For a start, taking her “evidence” for her own predicament, she was wrong according to the Institute for Fiscal Studies which suggested that, because Ms Dorrell does not make a profit, she is unlikely to be hit by changes to the income threshold for working tax credits, which is being almost halved to £3,850 a year. Point one.
Point two. She will also not be affected by the changes to child tax credits, which will only be restricted to the first two children for new parents from April 2017. David Phillips, a senior research economist at the IFS, said: "On what she has told us she wouldn't be affected by the cuts to the child tax credits or the change to the taper rate because she is not above the threshold. Even the family element thing comes in 2017, and will only apply to new claimants.”
Point three is where it comes more difficult for Ms Dorrell. Accountants said that she may face scrutiny from HMRC over her business under a new test for self-employed benefit claimants.
The test requires that in order for people to claim tax credits work must be carried out on a "commercial basis" with a "view to a profit". Ms Dorrell said that her business makes a maximum of £150 week, all of which is put back into new products and advertising. The business has a website but is not advertised at her property. Robin Williamson, an accountant at the Low Income Tax Reform Group, said: "If she receives no income from her business it is always possible that HMRC may investigate to see if this test is satisfied."

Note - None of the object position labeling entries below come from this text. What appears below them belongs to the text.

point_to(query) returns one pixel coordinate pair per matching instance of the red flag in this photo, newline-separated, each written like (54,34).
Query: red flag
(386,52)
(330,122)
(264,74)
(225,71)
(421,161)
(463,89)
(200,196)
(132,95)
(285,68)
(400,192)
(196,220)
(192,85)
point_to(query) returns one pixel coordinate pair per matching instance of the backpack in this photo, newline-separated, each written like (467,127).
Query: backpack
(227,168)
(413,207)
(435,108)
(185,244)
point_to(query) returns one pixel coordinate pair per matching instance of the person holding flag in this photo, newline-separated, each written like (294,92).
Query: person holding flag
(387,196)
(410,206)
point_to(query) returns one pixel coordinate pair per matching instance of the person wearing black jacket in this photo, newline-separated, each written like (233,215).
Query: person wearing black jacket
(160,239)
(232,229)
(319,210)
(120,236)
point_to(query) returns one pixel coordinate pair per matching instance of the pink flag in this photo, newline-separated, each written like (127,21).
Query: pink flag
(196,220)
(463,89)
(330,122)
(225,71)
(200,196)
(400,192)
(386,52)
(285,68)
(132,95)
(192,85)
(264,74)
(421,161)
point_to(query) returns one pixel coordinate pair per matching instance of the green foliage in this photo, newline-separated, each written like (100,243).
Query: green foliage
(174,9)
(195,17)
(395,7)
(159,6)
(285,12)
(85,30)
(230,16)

So apart from her claims being found somewhat tenuous in relation to money getting cut, she could end up being on the wrong side of an HMRC enquiry into her business. Not a position anyone really wants to be in. So my advice today is, if you are going public, and that includes saying anything on social media, get the facts right and don’t open the door for people to enquire more about your circumstances. You might just regret it.